Monitoring ungauged watersheds for investigating the variability of flow and salinity to implement the possible removal of salt fill sites.

Salinity is a crucial environmental problem leading to profound consequences in wetland plants and aquatic habitats including the rapid development of Phragmites australis in the marshland. These Phragmites australis are extremely vulnerable to capture fire, which might eventually affect the overall ecosystem of the marsh. However, in order to restore the marsh, a hydrologic investigation is needed, which is possible if a watershed is gauged, and long-term data are available.
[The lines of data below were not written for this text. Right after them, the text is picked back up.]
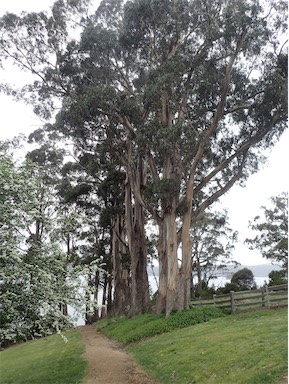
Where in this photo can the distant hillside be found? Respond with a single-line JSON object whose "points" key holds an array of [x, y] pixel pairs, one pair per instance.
{"points": [[261, 270]]}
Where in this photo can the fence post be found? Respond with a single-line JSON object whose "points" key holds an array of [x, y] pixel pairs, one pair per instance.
{"points": [[267, 296], [214, 298], [233, 304], [263, 295]]}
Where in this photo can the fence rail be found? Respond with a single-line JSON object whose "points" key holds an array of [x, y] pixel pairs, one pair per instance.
{"points": [[244, 301]]}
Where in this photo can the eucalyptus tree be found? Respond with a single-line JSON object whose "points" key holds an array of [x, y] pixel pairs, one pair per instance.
{"points": [[212, 248], [272, 231], [185, 94]]}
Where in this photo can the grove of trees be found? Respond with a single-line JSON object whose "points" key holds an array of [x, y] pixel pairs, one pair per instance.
{"points": [[164, 106]]}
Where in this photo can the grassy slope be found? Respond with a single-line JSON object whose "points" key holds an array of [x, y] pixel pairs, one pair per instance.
{"points": [[247, 348], [45, 361]]}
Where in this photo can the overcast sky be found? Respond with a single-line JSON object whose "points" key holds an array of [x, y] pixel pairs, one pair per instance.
{"points": [[242, 203]]}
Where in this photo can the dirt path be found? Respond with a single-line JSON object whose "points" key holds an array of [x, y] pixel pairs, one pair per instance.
{"points": [[108, 363]]}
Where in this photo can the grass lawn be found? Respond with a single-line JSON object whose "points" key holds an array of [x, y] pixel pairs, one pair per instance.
{"points": [[242, 349], [45, 361]]}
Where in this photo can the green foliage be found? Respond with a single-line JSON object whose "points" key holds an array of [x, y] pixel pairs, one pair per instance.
{"points": [[278, 277], [239, 349], [244, 279], [213, 243], [128, 331], [272, 229], [48, 361]]}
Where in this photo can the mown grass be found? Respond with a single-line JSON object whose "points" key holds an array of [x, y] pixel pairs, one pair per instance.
{"points": [[140, 327], [241, 349], [45, 361]]}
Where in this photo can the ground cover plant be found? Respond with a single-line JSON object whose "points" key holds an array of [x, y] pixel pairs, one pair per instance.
{"points": [[241, 349], [139, 327], [48, 360]]}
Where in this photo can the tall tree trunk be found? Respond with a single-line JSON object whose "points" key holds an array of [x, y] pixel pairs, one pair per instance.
{"points": [[95, 316], [121, 298], [135, 225], [169, 279]]}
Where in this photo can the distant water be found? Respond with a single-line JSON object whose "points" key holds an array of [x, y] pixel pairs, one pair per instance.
{"points": [[153, 281]]}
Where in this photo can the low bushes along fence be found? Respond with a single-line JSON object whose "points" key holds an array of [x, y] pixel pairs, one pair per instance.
{"points": [[242, 301]]}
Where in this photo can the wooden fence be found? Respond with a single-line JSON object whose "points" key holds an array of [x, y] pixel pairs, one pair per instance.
{"points": [[244, 301]]}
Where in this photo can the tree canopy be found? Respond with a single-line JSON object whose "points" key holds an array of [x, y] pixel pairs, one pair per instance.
{"points": [[181, 96], [272, 231]]}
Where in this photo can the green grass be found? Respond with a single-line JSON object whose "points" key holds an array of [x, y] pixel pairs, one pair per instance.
{"points": [[243, 349], [45, 361], [140, 327]]}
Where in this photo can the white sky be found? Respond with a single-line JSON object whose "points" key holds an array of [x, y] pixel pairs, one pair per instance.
{"points": [[242, 203]]}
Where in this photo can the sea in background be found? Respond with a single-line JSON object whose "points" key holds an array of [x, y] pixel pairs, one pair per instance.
{"points": [[260, 273]]}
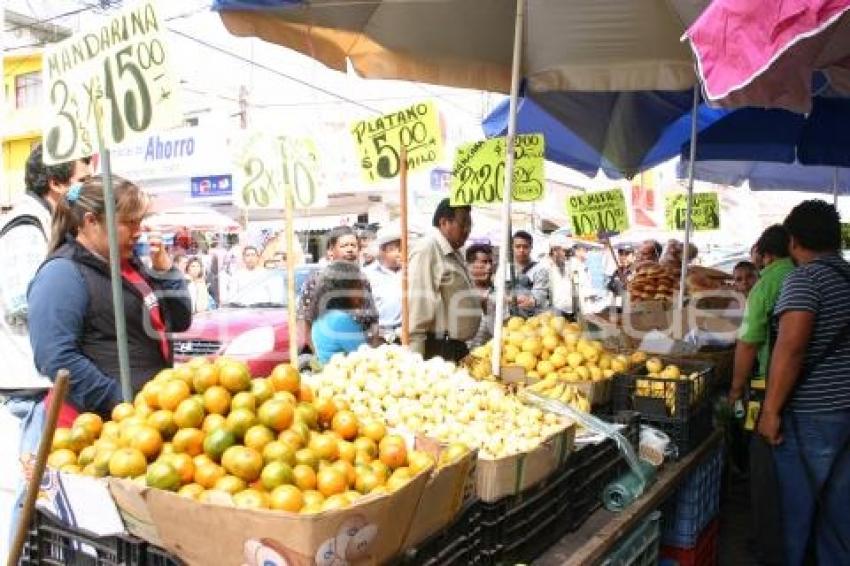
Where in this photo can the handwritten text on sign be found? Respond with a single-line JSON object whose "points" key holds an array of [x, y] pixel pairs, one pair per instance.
{"points": [[269, 167], [379, 141], [593, 213], [120, 70], [705, 212], [478, 176]]}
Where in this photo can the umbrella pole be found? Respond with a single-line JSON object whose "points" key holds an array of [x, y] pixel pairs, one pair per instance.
{"points": [[508, 193], [688, 219]]}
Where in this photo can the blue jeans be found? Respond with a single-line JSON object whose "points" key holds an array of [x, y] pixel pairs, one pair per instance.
{"points": [[31, 414], [818, 447]]}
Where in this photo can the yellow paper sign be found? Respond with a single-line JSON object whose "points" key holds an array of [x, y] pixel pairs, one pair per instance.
{"points": [[379, 141], [478, 176], [120, 69], [601, 212], [705, 212], [268, 167]]}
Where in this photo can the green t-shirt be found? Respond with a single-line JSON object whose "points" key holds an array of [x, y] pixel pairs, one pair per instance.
{"points": [[755, 328]]}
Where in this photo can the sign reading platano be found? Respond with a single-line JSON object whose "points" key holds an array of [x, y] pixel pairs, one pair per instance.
{"points": [[270, 167], [116, 74], [600, 212], [379, 141], [478, 176], [705, 211]]}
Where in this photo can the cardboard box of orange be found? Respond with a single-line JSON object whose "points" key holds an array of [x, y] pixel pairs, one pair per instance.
{"points": [[371, 531]]}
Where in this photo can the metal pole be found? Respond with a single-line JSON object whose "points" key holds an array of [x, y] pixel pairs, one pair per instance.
{"points": [[509, 185], [688, 219], [115, 275], [405, 305]]}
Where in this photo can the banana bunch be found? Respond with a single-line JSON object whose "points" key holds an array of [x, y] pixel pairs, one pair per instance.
{"points": [[562, 392]]}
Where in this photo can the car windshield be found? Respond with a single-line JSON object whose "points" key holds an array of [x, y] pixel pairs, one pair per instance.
{"points": [[262, 288]]}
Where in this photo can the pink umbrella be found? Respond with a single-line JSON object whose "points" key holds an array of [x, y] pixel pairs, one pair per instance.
{"points": [[757, 53]]}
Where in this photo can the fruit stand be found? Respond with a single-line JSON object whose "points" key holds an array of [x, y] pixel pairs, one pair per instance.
{"points": [[380, 457]]}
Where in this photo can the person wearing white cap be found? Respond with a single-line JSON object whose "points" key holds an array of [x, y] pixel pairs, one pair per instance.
{"points": [[385, 277]]}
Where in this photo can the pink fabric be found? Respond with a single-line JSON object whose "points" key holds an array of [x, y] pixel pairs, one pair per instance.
{"points": [[763, 53]]}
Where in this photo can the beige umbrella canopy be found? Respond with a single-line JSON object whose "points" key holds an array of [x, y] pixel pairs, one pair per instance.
{"points": [[593, 45]]}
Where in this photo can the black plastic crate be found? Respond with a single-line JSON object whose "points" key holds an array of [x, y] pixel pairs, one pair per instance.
{"points": [[520, 528], [665, 397], [459, 543], [50, 543], [686, 434]]}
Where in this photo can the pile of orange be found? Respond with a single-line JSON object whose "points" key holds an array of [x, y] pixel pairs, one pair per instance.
{"points": [[210, 432]]}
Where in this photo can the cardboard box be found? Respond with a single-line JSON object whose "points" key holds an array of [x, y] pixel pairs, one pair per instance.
{"points": [[370, 532], [447, 491], [495, 479]]}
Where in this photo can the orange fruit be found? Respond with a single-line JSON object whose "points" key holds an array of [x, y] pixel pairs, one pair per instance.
{"points": [[291, 438], [277, 451], [217, 400], [162, 475], [191, 491], [61, 457], [216, 442], [304, 477], [184, 373], [345, 424], [127, 463], [373, 429], [208, 475], [189, 414], [346, 451], [147, 440], [173, 393], [257, 437], [251, 499], [183, 464], [239, 421], [230, 484], [91, 422], [394, 455], [276, 414], [306, 457], [150, 392], [276, 474], [234, 376], [312, 497], [245, 463], [331, 481], [163, 421], [188, 440], [262, 389], [212, 422], [305, 393], [205, 377], [326, 409], [244, 400], [122, 411], [286, 498], [324, 447], [284, 377], [347, 469]]}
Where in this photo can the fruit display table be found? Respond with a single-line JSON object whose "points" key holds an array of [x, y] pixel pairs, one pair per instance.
{"points": [[603, 530]]}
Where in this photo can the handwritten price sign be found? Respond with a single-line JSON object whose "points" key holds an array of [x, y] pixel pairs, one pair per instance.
{"points": [[478, 176], [593, 213], [379, 141], [705, 212], [117, 73], [270, 167]]}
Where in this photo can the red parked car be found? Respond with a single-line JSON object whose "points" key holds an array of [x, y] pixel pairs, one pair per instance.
{"points": [[256, 333]]}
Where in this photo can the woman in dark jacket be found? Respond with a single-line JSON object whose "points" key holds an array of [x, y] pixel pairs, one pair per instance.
{"points": [[72, 320]]}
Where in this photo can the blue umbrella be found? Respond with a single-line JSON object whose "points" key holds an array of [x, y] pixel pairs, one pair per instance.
{"points": [[620, 133]]}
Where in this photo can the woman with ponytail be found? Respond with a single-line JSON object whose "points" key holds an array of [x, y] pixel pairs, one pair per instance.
{"points": [[72, 319]]}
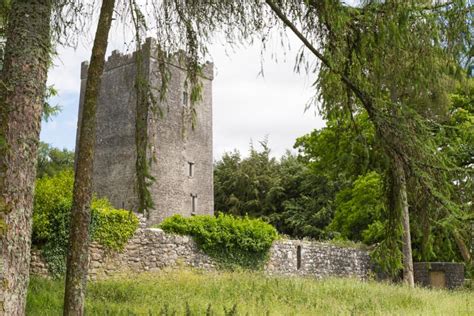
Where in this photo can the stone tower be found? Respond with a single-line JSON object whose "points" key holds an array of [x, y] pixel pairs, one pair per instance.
{"points": [[181, 158]]}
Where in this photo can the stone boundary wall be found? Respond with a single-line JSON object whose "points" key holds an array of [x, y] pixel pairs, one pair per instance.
{"points": [[453, 273], [151, 249]]}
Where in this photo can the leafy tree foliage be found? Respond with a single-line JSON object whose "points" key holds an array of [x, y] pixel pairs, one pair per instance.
{"points": [[234, 242], [52, 214]]}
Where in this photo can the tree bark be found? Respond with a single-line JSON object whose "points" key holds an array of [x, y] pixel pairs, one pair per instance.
{"points": [[463, 248], [78, 254], [22, 86], [401, 206]]}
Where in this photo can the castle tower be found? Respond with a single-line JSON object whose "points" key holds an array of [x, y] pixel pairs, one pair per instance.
{"points": [[181, 158]]}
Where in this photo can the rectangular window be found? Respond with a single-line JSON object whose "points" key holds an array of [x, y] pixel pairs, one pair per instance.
{"points": [[191, 169], [185, 98], [298, 257], [193, 204]]}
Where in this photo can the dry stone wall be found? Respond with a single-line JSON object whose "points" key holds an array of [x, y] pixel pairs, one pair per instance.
{"points": [[151, 249]]}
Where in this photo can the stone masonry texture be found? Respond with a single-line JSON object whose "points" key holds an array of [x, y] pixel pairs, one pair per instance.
{"points": [[453, 272], [173, 143], [151, 249]]}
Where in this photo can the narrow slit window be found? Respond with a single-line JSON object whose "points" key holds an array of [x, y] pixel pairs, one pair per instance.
{"points": [[298, 257], [191, 169], [185, 94], [193, 204]]}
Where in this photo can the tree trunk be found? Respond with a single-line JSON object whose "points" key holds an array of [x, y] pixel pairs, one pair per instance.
{"points": [[401, 206], [78, 254], [23, 82], [463, 248]]}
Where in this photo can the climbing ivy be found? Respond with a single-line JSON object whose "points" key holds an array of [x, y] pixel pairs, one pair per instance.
{"points": [[232, 241], [110, 227]]}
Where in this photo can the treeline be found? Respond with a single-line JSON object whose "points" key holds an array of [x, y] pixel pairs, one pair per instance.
{"points": [[335, 186]]}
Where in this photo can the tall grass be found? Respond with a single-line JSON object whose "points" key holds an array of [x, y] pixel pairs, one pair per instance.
{"points": [[186, 292]]}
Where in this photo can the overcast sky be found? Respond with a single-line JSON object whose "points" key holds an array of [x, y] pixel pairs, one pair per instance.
{"points": [[247, 106]]}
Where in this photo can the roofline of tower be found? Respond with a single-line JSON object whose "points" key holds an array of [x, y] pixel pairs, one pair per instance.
{"points": [[117, 59]]}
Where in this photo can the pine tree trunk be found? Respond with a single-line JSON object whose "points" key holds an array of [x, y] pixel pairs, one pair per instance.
{"points": [[401, 205], [22, 89], [78, 254]]}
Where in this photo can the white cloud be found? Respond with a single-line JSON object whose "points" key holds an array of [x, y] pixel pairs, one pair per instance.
{"points": [[246, 106]]}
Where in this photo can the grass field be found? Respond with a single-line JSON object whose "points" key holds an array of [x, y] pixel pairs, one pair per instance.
{"points": [[187, 292]]}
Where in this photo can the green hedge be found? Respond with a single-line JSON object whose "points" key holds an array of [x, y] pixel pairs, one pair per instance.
{"points": [[110, 227], [234, 242]]}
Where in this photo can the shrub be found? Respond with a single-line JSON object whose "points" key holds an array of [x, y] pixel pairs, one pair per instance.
{"points": [[232, 241], [110, 227]]}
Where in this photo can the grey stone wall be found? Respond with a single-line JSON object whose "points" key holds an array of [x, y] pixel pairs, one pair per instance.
{"points": [[309, 258], [173, 143], [152, 250], [453, 273]]}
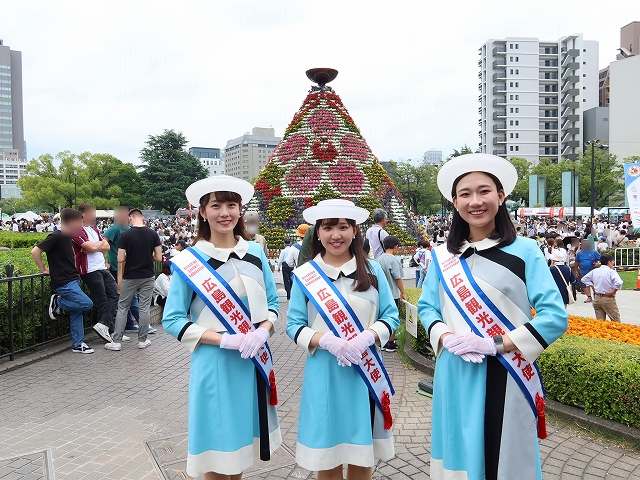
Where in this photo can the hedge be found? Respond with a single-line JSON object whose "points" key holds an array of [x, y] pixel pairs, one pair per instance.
{"points": [[601, 376], [21, 240]]}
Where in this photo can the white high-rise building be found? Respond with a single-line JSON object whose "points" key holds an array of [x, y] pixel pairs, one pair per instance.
{"points": [[533, 94]]}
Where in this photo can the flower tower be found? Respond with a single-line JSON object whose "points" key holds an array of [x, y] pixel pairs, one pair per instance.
{"points": [[323, 155]]}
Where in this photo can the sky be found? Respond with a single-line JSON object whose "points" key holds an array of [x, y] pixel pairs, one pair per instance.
{"points": [[103, 76]]}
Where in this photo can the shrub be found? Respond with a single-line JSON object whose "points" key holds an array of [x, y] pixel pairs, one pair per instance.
{"points": [[21, 240], [602, 376]]}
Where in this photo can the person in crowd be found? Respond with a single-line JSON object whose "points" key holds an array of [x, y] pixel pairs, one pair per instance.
{"points": [[392, 269], [252, 222], [423, 259], [586, 260], [284, 266], [65, 280], [232, 413], [296, 248], [563, 275], [377, 233], [488, 402], [89, 247], [337, 423], [161, 285], [179, 246], [138, 248], [605, 282]]}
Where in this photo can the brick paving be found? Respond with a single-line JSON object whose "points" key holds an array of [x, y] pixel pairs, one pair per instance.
{"points": [[123, 416]]}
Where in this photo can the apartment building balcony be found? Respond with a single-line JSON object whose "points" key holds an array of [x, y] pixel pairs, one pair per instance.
{"points": [[500, 88], [499, 50]]}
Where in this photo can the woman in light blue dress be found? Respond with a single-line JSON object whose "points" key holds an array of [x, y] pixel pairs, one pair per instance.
{"points": [[339, 421], [231, 421]]}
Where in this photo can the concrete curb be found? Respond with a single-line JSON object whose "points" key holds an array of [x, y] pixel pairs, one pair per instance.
{"points": [[557, 409], [61, 345]]}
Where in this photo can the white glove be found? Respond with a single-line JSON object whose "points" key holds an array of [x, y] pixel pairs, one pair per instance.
{"points": [[344, 351], [472, 343], [362, 341], [232, 341], [253, 342]]}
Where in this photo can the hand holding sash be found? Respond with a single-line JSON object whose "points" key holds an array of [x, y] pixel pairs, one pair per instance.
{"points": [[232, 341], [253, 342], [344, 351]]}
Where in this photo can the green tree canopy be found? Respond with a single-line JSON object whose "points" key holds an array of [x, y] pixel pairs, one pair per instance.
{"points": [[69, 179], [168, 170]]}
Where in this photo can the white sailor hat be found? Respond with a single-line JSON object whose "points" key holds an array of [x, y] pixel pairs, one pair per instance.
{"points": [[335, 209], [219, 183], [500, 168]]}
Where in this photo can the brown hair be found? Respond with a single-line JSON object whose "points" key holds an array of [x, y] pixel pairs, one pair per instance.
{"points": [[365, 278], [204, 230]]}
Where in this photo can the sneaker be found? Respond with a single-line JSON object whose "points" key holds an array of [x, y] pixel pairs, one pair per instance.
{"points": [[390, 347], [103, 331], [54, 307], [82, 348]]}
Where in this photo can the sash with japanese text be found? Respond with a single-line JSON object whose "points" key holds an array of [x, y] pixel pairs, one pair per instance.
{"points": [[486, 320], [218, 295], [343, 322]]}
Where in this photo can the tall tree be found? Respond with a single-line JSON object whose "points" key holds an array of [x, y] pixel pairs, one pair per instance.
{"points": [[168, 170]]}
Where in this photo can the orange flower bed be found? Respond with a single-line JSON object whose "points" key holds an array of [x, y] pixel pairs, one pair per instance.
{"points": [[592, 328]]}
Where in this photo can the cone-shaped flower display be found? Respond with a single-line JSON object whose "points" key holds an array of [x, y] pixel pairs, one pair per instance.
{"points": [[323, 155]]}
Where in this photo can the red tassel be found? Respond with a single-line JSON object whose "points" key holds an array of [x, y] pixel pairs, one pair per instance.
{"points": [[386, 411], [542, 421], [273, 397]]}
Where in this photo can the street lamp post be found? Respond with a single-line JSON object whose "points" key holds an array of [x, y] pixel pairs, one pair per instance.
{"points": [[594, 144]]}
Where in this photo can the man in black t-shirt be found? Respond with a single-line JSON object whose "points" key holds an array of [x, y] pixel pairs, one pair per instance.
{"points": [[64, 277], [138, 247]]}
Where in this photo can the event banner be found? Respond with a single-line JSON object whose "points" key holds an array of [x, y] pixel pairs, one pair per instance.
{"points": [[632, 184]]}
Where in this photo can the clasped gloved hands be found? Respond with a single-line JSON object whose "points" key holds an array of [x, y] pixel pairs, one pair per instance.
{"points": [[469, 346]]}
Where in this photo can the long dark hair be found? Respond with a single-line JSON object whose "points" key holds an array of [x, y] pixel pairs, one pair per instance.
{"points": [[204, 229], [504, 232], [365, 278]]}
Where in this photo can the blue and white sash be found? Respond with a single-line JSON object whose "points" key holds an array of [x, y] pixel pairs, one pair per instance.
{"points": [[343, 322], [486, 320], [218, 295]]}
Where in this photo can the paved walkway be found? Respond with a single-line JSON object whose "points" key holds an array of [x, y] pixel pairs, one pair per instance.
{"points": [[124, 416]]}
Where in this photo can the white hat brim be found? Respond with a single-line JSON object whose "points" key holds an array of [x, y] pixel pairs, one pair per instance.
{"points": [[335, 209], [219, 183], [500, 168]]}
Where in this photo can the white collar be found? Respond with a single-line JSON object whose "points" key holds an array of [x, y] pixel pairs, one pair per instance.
{"points": [[334, 272], [222, 254], [484, 244]]}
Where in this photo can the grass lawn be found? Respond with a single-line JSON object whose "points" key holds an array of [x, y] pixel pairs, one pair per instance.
{"points": [[629, 279]]}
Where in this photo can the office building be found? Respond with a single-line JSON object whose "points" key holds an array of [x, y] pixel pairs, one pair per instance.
{"points": [[211, 159], [246, 156], [533, 94], [11, 116], [629, 47], [433, 156], [624, 108]]}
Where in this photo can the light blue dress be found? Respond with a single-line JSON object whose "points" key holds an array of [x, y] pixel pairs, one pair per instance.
{"points": [[482, 425], [339, 423], [224, 418]]}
In this study, a systematic approach has been presented to conduct hydrologic modeling and salinity prediction in an ungauged watershed in order to implement the possible removal of salt fill sites. The stage and electrical conductivity were measured continuously, whereas stream cross sections and velocity of the streamflow were recorded intermittently in the Blackbrook Creek to develop a rating curve and generate continuous streamflow data. The watershed model Soil and Water Assessment Tool (SWAT) was calibrated and validated to a monthly scale with good model performance. In the next step, critical sources of salinity were identified from the two tributaries in order to implement the removal of salt fill sites for the possible reduction of salinity in the marsh. While salinity loading was approximately 10 times higher from Marsh Creek (65.63 tons to 2028.13 tons per month) compared with Blackbrook Creek (10.23 tons to 163.98 per month), the analysis suggested that salinity concentration was higher from Blackbrook Creek, which was particularly due to abandoned salt fill sites near the Creek. The salinity loadings were linearly correlated with streamflow on a monthly (R = 0.81) scale, which was utilized to generate the salinity loadings that were diverted due to the rerouting of the Creek through the new location in order to avoid salt fill sites and reduce salinity in the Mentor Marsh. Our analysis suggested that approximately 74 kg/day salinity was being rerouted from the Marsh; however, the salt fill sites contribute salinity to the Marsh equivalent to 63 kg/day, which still needs to be removed. The research findings are expected to be helpful for monitoring small ungauged watersheds.